Александр налил вина — ей, себе.
— За Яноша!
На открытом фортепьяно, отражаясь изнутри, горела одинокая свеча. Пришел тапер, поднял крышку и замер, потирая руки. Шапка вьющихся волос, борода и белый пиджак с бабочкой.
Среди опустевших столиков, задув свою свечу, страстно лобызались тени, обе женские.
Иби, глядя ему в глаза, произнесла:
— Еще не скоро до зари с ее ручьями и дыханием знобящим. Я надеваю рубашку, затем плащ. Свою смерть застегиваю я до горла. Это под названием Agonia Christiana[152]. He смотри на них так. В этой стране мы делаем с собою, что хотим.
— Просто мельком взглянул.
— Да, но как советский. Обратил внимание. Подверг визуальной агрессии.
— Я обласкал их взглядом. Как пару горлиц.

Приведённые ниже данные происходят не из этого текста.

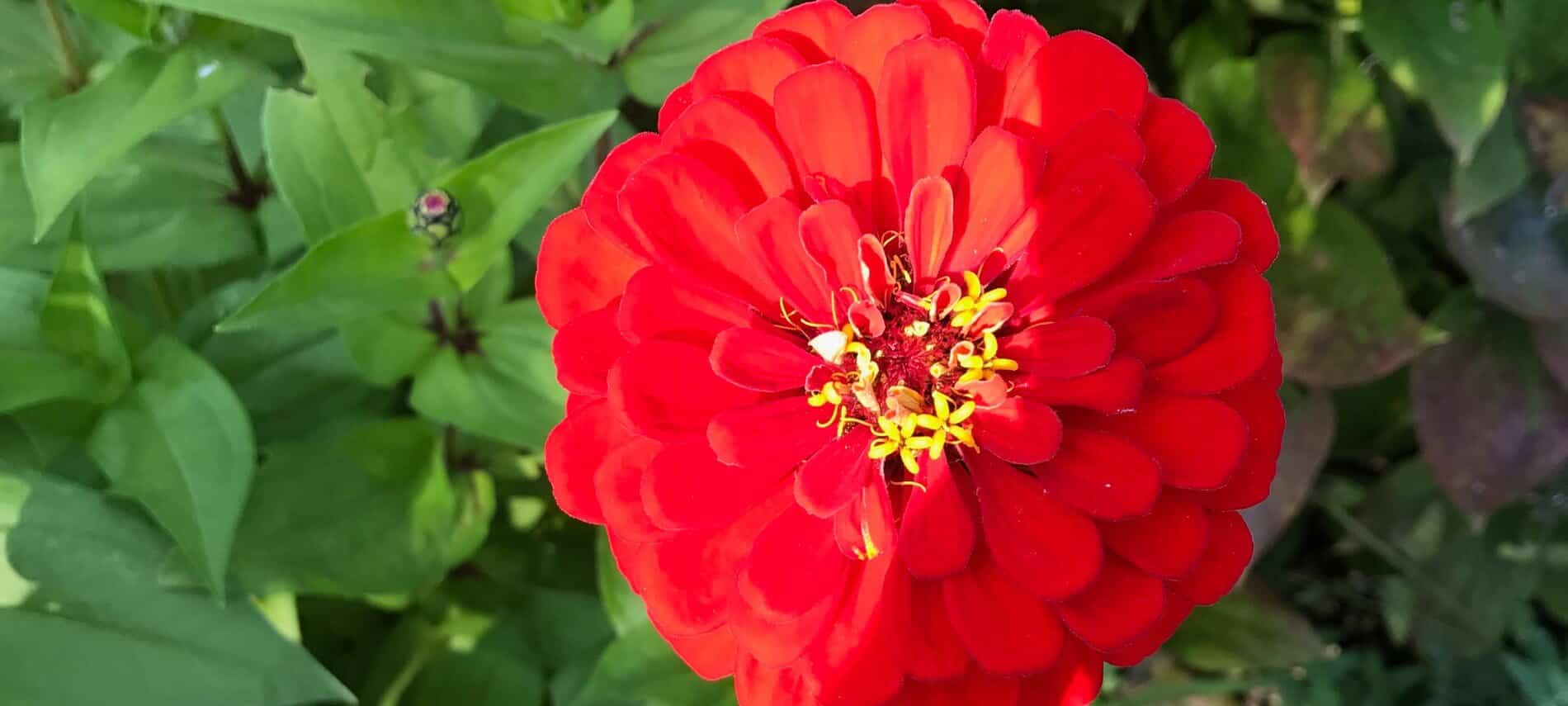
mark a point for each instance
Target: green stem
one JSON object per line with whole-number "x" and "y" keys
{"x": 66, "y": 47}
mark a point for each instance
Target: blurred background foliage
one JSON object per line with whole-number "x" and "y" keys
{"x": 261, "y": 446}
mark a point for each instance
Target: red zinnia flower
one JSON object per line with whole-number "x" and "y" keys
{"x": 916, "y": 360}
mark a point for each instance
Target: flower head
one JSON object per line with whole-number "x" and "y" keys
{"x": 916, "y": 360}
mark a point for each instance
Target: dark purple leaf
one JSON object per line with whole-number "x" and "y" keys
{"x": 1490, "y": 421}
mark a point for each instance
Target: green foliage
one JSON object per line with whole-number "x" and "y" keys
{"x": 262, "y": 444}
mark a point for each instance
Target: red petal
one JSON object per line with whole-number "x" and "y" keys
{"x": 1167, "y": 542}
{"x": 585, "y": 348}
{"x": 1111, "y": 390}
{"x": 1092, "y": 219}
{"x": 1184, "y": 244}
{"x": 711, "y": 655}
{"x": 659, "y": 305}
{"x": 1010, "y": 41}
{"x": 928, "y": 226}
{"x": 1175, "y": 612}
{"x": 573, "y": 454}
{"x": 674, "y": 104}
{"x": 930, "y": 647}
{"x": 1043, "y": 545}
{"x": 731, "y": 140}
{"x": 687, "y": 212}
{"x": 686, "y": 486}
{"x": 1103, "y": 134}
{"x": 1259, "y": 405}
{"x": 960, "y": 21}
{"x": 925, "y": 109}
{"x": 1259, "y": 239}
{"x": 1076, "y": 76}
{"x": 1240, "y": 341}
{"x": 770, "y": 435}
{"x": 813, "y": 29}
{"x": 778, "y": 643}
{"x": 864, "y": 529}
{"x": 618, "y": 484}
{"x": 1197, "y": 439}
{"x": 1164, "y": 320}
{"x": 1122, "y": 604}
{"x": 689, "y": 580}
{"x": 750, "y": 68}
{"x": 866, "y": 41}
{"x": 1004, "y": 628}
{"x": 972, "y": 689}
{"x": 579, "y": 268}
{"x": 843, "y": 162}
{"x": 1019, "y": 430}
{"x": 792, "y": 568}
{"x": 853, "y": 658}
{"x": 1103, "y": 476}
{"x": 831, "y": 235}
{"x": 1065, "y": 348}
{"x": 759, "y": 685}
{"x": 667, "y": 391}
{"x": 999, "y": 176}
{"x": 938, "y": 531}
{"x": 1225, "y": 556}
{"x": 601, "y": 200}
{"x": 1073, "y": 681}
{"x": 770, "y": 235}
{"x": 1179, "y": 148}
{"x": 761, "y": 361}
{"x": 833, "y": 477}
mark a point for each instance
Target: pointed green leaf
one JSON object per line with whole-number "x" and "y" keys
{"x": 362, "y": 510}
{"x": 78, "y": 322}
{"x": 507, "y": 390}
{"x": 101, "y": 628}
{"x": 378, "y": 266}
{"x": 1449, "y": 54}
{"x": 461, "y": 38}
{"x": 179, "y": 443}
{"x": 143, "y": 93}
{"x": 35, "y": 371}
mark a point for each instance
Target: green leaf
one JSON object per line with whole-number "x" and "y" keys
{"x": 1230, "y": 97}
{"x": 376, "y": 266}
{"x": 1451, "y": 54}
{"x": 78, "y": 322}
{"x": 667, "y": 55}
{"x": 499, "y": 670}
{"x": 505, "y": 390}
{"x": 1245, "y": 629}
{"x": 179, "y": 443}
{"x": 362, "y": 510}
{"x": 1501, "y": 167}
{"x": 333, "y": 154}
{"x": 1341, "y": 313}
{"x": 143, "y": 93}
{"x": 101, "y": 628}
{"x": 463, "y": 38}
{"x": 127, "y": 15}
{"x": 639, "y": 667}
{"x": 626, "y": 609}
{"x": 162, "y": 206}
{"x": 35, "y": 372}
{"x": 1534, "y": 31}
{"x": 27, "y": 57}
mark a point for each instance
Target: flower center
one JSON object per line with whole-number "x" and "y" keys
{"x": 914, "y": 366}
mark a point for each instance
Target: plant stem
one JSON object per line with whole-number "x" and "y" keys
{"x": 66, "y": 47}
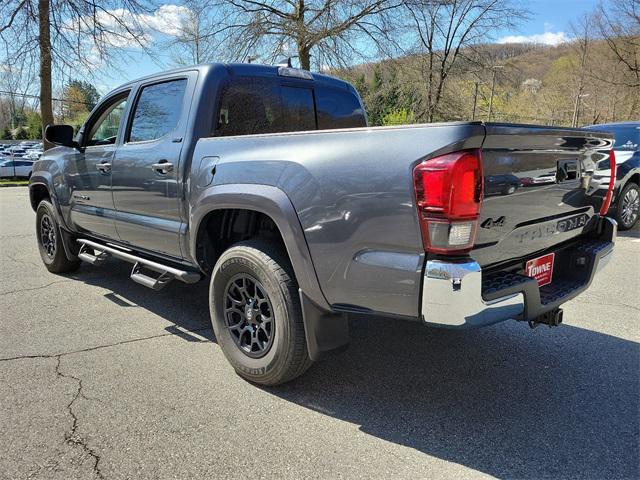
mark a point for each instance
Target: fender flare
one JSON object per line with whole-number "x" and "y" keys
{"x": 64, "y": 231}
{"x": 326, "y": 331}
{"x": 272, "y": 202}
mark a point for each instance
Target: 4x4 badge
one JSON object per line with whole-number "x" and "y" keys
{"x": 490, "y": 222}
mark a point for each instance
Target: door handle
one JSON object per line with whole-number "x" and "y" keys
{"x": 104, "y": 167}
{"x": 162, "y": 167}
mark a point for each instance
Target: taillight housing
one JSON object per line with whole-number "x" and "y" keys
{"x": 606, "y": 203}
{"x": 448, "y": 196}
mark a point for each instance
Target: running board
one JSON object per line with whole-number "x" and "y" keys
{"x": 141, "y": 268}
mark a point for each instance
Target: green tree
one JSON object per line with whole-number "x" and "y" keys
{"x": 21, "y": 134}
{"x": 6, "y": 133}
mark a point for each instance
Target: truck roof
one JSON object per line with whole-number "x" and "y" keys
{"x": 241, "y": 69}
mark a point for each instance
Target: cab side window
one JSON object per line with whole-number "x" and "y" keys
{"x": 104, "y": 130}
{"x": 158, "y": 110}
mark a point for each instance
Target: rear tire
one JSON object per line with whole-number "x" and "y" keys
{"x": 628, "y": 207}
{"x": 50, "y": 241}
{"x": 256, "y": 313}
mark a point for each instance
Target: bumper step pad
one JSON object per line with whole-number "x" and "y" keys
{"x": 575, "y": 268}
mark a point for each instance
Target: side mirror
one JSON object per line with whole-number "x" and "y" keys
{"x": 61, "y": 135}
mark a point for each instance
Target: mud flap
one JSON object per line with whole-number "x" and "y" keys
{"x": 326, "y": 332}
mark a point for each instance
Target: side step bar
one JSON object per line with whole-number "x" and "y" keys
{"x": 141, "y": 269}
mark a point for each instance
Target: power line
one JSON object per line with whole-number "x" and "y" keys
{"x": 25, "y": 95}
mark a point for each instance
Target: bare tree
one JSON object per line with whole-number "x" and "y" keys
{"x": 196, "y": 37}
{"x": 76, "y": 34}
{"x": 446, "y": 31}
{"x": 319, "y": 32}
{"x": 618, "y": 23}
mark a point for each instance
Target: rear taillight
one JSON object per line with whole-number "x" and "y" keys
{"x": 448, "y": 196}
{"x": 606, "y": 203}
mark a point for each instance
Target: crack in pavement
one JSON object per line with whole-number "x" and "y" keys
{"x": 73, "y": 437}
{"x": 99, "y": 347}
{"x": 35, "y": 288}
{"x": 23, "y": 262}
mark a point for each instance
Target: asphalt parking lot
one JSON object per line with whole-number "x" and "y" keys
{"x": 101, "y": 377}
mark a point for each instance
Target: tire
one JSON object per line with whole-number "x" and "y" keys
{"x": 267, "y": 347}
{"x": 50, "y": 241}
{"x": 628, "y": 206}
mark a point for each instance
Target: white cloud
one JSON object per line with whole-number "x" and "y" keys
{"x": 547, "y": 38}
{"x": 167, "y": 19}
{"x": 123, "y": 29}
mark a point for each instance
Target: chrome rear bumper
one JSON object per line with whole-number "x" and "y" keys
{"x": 456, "y": 294}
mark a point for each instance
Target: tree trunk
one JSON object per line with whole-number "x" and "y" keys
{"x": 44, "y": 41}
{"x": 304, "y": 55}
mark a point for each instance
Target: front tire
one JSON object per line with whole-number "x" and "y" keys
{"x": 256, "y": 313}
{"x": 50, "y": 241}
{"x": 628, "y": 208}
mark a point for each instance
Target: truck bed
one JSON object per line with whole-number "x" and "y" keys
{"x": 354, "y": 195}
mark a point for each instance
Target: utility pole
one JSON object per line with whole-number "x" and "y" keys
{"x": 493, "y": 87}
{"x": 475, "y": 101}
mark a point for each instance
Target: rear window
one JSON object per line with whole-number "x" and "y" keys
{"x": 338, "y": 109}
{"x": 298, "y": 108}
{"x": 627, "y": 137}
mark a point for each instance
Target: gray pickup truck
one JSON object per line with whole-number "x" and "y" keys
{"x": 267, "y": 181}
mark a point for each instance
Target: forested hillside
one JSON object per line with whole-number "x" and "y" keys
{"x": 533, "y": 84}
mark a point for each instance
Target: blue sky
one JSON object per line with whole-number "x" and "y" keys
{"x": 549, "y": 23}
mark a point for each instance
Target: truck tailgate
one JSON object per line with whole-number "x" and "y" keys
{"x": 538, "y": 190}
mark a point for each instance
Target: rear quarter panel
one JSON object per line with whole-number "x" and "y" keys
{"x": 353, "y": 194}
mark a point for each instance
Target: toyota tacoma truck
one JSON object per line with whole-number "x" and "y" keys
{"x": 266, "y": 181}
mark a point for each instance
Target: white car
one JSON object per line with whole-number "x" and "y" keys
{"x": 15, "y": 168}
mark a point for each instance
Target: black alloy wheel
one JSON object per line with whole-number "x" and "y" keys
{"x": 249, "y": 315}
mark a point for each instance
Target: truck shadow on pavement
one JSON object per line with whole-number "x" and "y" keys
{"x": 186, "y": 306}
{"x": 503, "y": 400}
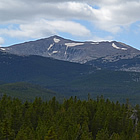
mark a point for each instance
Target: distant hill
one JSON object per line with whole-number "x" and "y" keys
{"x": 64, "y": 78}
{"x": 80, "y": 52}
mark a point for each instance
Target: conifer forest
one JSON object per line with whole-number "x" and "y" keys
{"x": 73, "y": 119}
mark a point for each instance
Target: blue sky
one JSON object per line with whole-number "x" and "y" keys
{"x": 101, "y": 20}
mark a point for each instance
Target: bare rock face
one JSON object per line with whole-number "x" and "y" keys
{"x": 92, "y": 53}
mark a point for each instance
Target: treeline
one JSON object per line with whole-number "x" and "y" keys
{"x": 73, "y": 119}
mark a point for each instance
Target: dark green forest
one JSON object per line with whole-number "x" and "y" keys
{"x": 73, "y": 119}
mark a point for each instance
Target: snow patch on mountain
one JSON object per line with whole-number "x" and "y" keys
{"x": 56, "y": 40}
{"x": 50, "y": 46}
{"x": 116, "y": 47}
{"x": 55, "y": 52}
{"x": 95, "y": 43}
{"x": 2, "y": 49}
{"x": 73, "y": 44}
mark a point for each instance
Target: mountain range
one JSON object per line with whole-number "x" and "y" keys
{"x": 109, "y": 55}
{"x": 70, "y": 68}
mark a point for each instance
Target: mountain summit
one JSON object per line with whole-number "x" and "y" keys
{"x": 104, "y": 55}
{"x": 73, "y": 51}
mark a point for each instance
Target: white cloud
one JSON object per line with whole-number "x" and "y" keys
{"x": 45, "y": 28}
{"x": 111, "y": 16}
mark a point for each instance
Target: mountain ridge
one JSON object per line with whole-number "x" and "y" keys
{"x": 87, "y": 52}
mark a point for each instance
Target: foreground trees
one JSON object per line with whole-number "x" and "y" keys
{"x": 71, "y": 120}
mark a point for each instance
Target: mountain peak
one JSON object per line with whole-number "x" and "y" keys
{"x": 73, "y": 51}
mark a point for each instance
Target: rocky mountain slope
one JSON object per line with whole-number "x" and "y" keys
{"x": 65, "y": 78}
{"x": 68, "y": 50}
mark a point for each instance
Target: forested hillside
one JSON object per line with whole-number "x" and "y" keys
{"x": 71, "y": 120}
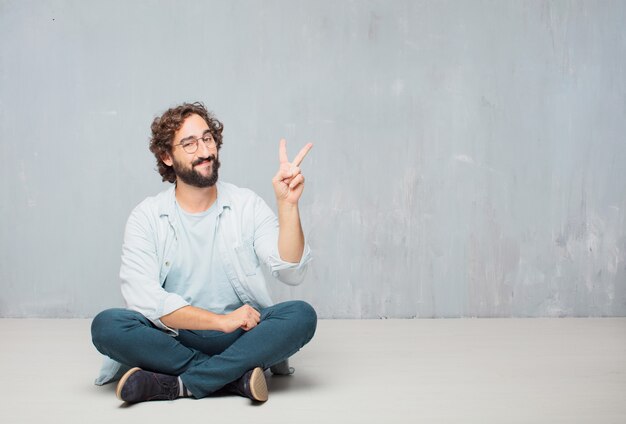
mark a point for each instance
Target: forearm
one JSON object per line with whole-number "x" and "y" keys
{"x": 290, "y": 235}
{"x": 193, "y": 318}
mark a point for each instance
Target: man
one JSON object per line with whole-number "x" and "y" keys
{"x": 199, "y": 317}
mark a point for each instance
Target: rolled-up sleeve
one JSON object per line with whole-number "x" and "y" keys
{"x": 139, "y": 272}
{"x": 266, "y": 247}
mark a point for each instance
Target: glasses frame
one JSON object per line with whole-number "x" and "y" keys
{"x": 192, "y": 142}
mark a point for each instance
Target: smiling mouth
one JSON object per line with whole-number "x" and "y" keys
{"x": 204, "y": 162}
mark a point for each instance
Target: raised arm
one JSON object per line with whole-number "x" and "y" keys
{"x": 288, "y": 186}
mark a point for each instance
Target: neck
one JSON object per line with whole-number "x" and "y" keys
{"x": 195, "y": 199}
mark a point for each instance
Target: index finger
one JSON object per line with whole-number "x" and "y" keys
{"x": 282, "y": 151}
{"x": 298, "y": 159}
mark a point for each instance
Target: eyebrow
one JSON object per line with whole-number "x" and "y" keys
{"x": 208, "y": 130}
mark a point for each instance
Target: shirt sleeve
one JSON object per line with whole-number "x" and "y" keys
{"x": 140, "y": 270}
{"x": 266, "y": 246}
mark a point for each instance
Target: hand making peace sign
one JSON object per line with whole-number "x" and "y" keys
{"x": 288, "y": 181}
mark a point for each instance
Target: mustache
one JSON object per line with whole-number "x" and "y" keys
{"x": 209, "y": 158}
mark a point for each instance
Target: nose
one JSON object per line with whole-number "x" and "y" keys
{"x": 203, "y": 149}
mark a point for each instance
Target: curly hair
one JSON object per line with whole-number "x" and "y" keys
{"x": 164, "y": 128}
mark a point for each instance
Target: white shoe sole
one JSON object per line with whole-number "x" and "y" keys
{"x": 120, "y": 385}
{"x": 258, "y": 385}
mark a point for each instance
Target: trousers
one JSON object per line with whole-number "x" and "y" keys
{"x": 205, "y": 360}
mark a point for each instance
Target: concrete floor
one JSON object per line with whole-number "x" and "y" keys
{"x": 354, "y": 371}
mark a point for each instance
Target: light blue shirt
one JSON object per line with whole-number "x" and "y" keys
{"x": 197, "y": 272}
{"x": 246, "y": 235}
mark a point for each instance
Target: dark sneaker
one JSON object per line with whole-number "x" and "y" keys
{"x": 138, "y": 385}
{"x": 251, "y": 385}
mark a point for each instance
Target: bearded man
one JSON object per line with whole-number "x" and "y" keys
{"x": 198, "y": 314}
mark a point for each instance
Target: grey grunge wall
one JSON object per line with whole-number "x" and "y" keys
{"x": 468, "y": 156}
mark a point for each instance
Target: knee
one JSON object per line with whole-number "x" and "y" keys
{"x": 306, "y": 317}
{"x": 107, "y": 325}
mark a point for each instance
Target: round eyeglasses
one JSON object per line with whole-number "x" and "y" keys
{"x": 190, "y": 144}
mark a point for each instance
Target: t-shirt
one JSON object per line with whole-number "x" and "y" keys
{"x": 197, "y": 272}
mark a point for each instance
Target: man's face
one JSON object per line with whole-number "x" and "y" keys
{"x": 198, "y": 169}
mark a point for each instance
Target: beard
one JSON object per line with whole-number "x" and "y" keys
{"x": 192, "y": 177}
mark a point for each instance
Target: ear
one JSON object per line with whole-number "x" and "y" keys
{"x": 166, "y": 158}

Тапер ссутулился, откинул голову. В полумраке бара минорно зазвучала музыка. Под столиком ее нога сбросила туфель, поднялась горизонтально и разняла его вельветовые колени. Глубоко.
Сегодня Иби явилась на свидание без чулок.
— За что ты их подверг? Женщины, которые не любят мужчин, не должны привлекать твое внимание. Почему ты так сделал щекой? Тебе больно, да? А так? Зачем же ты ласкаешь ногу, которая делает больно? Дай мне свою.
Узкие зрачки, взгляд интенсивный.
Он покачал головой.
— Дай!
Отобрав свою ногу, она нагнулась и подняла с пола его — в тяжелом ботинке. Он откинулся, завел руку за спинку стула и оглянулся. Все разошлись. Любопытствовать с тыла уже было некому.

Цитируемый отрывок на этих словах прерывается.